Reranking
Initial retrieval (e.g., top‑k = 20) is fast but may have noise. Reranking uses a more accurate (but slower) model to reorder the top results, significantly improving precision.
Reranking: retrieve many candidates (e.g., 20), then use a cross‑encoder to score and reorder the most relevant few (e.g., top 4).
Cross‑Encoders vs Bi‑Encoders
Bi‑encoders (embedding models) are fast but treat query and document independently. Cross‑encoders process query+document together, giving higher accuracy but slower. Use bi‑encoder for initial retrieval, cross‑encoder for reranking.

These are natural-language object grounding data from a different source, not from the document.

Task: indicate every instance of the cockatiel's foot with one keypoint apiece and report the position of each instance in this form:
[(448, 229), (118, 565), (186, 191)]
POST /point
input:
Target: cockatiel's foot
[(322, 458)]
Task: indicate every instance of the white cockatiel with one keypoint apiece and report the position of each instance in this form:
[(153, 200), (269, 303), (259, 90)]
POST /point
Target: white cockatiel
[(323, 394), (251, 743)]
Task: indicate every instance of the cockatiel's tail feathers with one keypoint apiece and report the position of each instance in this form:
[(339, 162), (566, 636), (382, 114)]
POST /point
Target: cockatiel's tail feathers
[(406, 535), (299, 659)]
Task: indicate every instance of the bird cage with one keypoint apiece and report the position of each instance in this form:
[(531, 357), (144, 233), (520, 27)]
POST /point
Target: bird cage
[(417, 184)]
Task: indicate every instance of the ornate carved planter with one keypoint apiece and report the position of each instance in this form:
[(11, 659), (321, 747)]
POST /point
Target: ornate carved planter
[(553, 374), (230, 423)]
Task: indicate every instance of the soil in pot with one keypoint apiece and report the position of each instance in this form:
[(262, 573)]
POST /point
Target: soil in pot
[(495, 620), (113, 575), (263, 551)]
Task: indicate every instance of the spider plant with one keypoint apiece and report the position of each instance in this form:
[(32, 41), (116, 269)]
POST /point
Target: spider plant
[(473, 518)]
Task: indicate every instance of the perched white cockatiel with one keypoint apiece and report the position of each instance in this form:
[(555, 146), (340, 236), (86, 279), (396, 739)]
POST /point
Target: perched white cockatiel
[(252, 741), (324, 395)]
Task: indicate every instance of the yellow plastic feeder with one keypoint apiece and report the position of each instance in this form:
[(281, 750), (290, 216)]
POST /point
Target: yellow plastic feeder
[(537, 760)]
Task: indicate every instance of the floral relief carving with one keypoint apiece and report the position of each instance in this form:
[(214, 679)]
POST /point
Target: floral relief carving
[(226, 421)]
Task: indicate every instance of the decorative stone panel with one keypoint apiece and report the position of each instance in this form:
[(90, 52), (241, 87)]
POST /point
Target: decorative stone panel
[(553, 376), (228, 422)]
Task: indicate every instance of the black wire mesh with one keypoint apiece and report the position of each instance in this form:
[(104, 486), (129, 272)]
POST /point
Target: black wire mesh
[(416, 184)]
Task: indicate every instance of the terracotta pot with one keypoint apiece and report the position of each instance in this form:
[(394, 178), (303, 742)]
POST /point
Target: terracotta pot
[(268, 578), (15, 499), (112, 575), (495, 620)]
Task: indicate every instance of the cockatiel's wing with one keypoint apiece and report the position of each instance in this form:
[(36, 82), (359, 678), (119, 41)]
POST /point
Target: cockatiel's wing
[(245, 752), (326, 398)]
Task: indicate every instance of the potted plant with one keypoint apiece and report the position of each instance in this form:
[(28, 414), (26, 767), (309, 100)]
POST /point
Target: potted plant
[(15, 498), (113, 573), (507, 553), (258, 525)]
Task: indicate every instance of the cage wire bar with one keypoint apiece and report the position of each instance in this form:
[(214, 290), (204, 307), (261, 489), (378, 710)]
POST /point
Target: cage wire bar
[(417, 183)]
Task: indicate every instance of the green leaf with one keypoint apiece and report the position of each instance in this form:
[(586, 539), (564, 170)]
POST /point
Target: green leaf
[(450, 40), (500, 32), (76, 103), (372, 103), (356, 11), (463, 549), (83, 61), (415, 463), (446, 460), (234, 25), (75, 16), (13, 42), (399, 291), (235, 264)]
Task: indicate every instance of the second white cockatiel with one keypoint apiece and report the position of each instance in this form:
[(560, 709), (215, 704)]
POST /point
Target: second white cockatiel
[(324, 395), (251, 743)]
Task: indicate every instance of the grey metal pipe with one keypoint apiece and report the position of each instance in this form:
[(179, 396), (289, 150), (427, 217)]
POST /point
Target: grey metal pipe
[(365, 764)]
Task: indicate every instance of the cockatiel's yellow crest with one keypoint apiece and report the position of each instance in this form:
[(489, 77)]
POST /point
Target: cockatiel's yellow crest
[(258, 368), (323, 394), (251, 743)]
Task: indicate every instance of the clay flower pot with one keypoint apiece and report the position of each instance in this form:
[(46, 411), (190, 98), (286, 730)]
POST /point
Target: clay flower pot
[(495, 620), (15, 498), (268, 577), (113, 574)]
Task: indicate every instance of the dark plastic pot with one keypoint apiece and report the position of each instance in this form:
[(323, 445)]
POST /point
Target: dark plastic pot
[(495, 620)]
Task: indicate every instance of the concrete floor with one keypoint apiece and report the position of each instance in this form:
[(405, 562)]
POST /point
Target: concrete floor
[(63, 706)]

Implementation with LangChain
from langchain.retrievers import ContextualCompressionRetriever
from langchain.retrievers.document_compressors import CrossEncoderReranker
compressor = CrossEncoderReranker(model="BAAI/bge-reranker-base", top_n=4)
reranker = ContextualCompressionRetriever(
base_compressor=compressor,
base_retriever=vector_retriever
)Popular Reranking Models
- BAAI/bge-reranker-base – good balance, free.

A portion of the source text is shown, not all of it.